Das Ende der Amtszeit von Präsident Václav Havel Anfang nächsten Jahres wirft seine Schatten voraus. Zwar ist noch unklar, wer genau sich um die Nachfolge bewirbt, doch ein namhafter und heftig umstrittener Kandidat hat bereits seinen Hut in den Ring geworfen: Václav Klaus.

Nachdem die von Klaus 1991 gegründete rechtsliberale Demokratische Bürgerpartei (ODS) aus den tschechisch
en Wahlen im Juni als großer Verlierer hervorgegangen war, zog der einstige CSFR-Finanzminister und spätere tschechische Ministerpräsident sowie Parlamentspräsident nun die Konsequenzen.

Am 10. Oktober kündigte er an, auf einem ODS-Sonderparteitag im Dezember nicht wieder für die Parteispitze zur Verfügung zu stehen. Statt dessen wolle er sich um das Amt des Staatsoberhaupts bewerben. Dabei dürfte der unter anderem durch polemische EU-Kritik und Deutschfeindlichkeit in die Schlagzeilen gekommene Intimfeind Havels nur Außenseiterchancen haben.

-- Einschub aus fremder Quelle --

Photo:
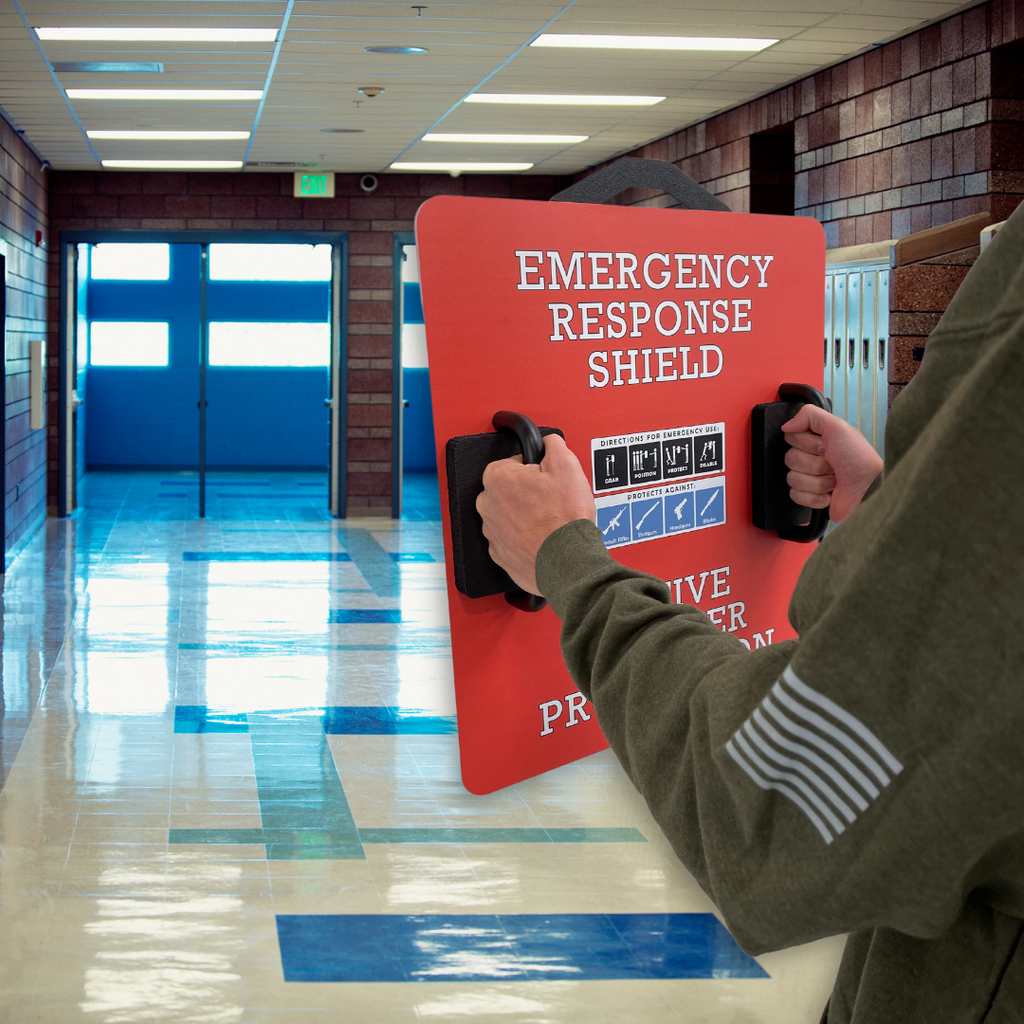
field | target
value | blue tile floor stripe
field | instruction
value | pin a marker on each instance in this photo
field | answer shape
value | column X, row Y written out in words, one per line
column 265, row 556
column 376, row 564
column 475, row 836
column 360, row 615
column 198, row 718
column 440, row 644
column 508, row 947
column 335, row 721
column 304, row 811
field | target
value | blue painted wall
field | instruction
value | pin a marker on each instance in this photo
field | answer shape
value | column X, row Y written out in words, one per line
column 259, row 417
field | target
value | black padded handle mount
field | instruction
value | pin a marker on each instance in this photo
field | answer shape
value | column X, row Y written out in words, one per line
column 815, row 529
column 532, row 452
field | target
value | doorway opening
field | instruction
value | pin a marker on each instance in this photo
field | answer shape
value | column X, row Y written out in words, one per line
column 773, row 177
column 207, row 361
column 416, row 479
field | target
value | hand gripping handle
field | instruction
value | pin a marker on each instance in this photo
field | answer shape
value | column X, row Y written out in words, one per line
column 532, row 452
column 814, row 530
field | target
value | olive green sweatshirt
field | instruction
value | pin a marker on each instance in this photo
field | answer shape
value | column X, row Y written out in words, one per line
column 868, row 776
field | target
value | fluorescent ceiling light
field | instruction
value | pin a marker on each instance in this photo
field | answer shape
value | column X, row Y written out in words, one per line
column 187, row 94
column 449, row 167
column 535, row 97
column 653, row 42
column 171, row 135
column 177, row 165
column 470, row 137
column 130, row 35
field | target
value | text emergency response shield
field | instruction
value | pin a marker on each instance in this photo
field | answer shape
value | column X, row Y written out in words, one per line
column 646, row 336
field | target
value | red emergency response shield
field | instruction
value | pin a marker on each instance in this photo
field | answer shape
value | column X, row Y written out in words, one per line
column 646, row 336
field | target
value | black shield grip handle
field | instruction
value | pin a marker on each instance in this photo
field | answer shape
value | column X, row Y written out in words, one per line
column 532, row 452
column 815, row 529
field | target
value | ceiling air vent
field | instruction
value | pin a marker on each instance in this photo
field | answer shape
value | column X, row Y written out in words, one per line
column 109, row 67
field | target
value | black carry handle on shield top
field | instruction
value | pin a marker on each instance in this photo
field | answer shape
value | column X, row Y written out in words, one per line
column 466, row 457
column 772, row 507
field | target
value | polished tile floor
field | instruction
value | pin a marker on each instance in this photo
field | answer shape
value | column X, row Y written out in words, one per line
column 231, row 794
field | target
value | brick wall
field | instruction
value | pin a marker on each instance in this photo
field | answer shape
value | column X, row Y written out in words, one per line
column 23, row 213
column 916, row 133
column 151, row 201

Schließlich wird der Präsident im Januar von den beiden Kammern des Parlaments gewählt, - und dort ist die politische Linke tonangebend, allen voran die Sozialdemokraten (30,2 Prozent) und die Kommunistische Partei (18,5 Prozent) als stärkste bzw. drittstärkste Kraft. Klaus selbst erklärte mehrfach, daß er sich nur im Falle einer Direktwahl gute Chancen ausrechne. Doch damit wird es nichts werden. Zwar beantragte eine Gruppe von zehn Mandatsträgern der regierenden Mitte-Links-Koalition am 15. Oktober in der Abgeordnetenkammer eine entsprechende Verfassungsänderung, die auch Aussichten auf die erforderliche Zwei-Drittel-Mehrheit hat.

Doch wird es bis zur eventuellen Festlegung auf eine Direktwahl mehr Zeit brauchen, als bis zum Abtritt Havels noch verbleibt. So dürfte der Favorit aus den Reihen der Sozialdemokraten (CSSD) kommen. Auf der Mitte Oktober gebilligten vorläufigen Kandidatenliste der CSSD tauchen der ehemalige Justizminister Jaroslav Bures, der Ombudsmann Otokar Motejl, der Soziologe Martin Potucek und nicht zuletzt der abgelöste Regierungschef Milos Zeman auf. Dieser will nach Angaben der Zeitung Pravo gegebenenfalls nicht in der ersten Abstimmungsrunde zur Präsidentenkür antreten, sondern erst in einem - als wahrscheinlich geltenden - zweiten Durchgang.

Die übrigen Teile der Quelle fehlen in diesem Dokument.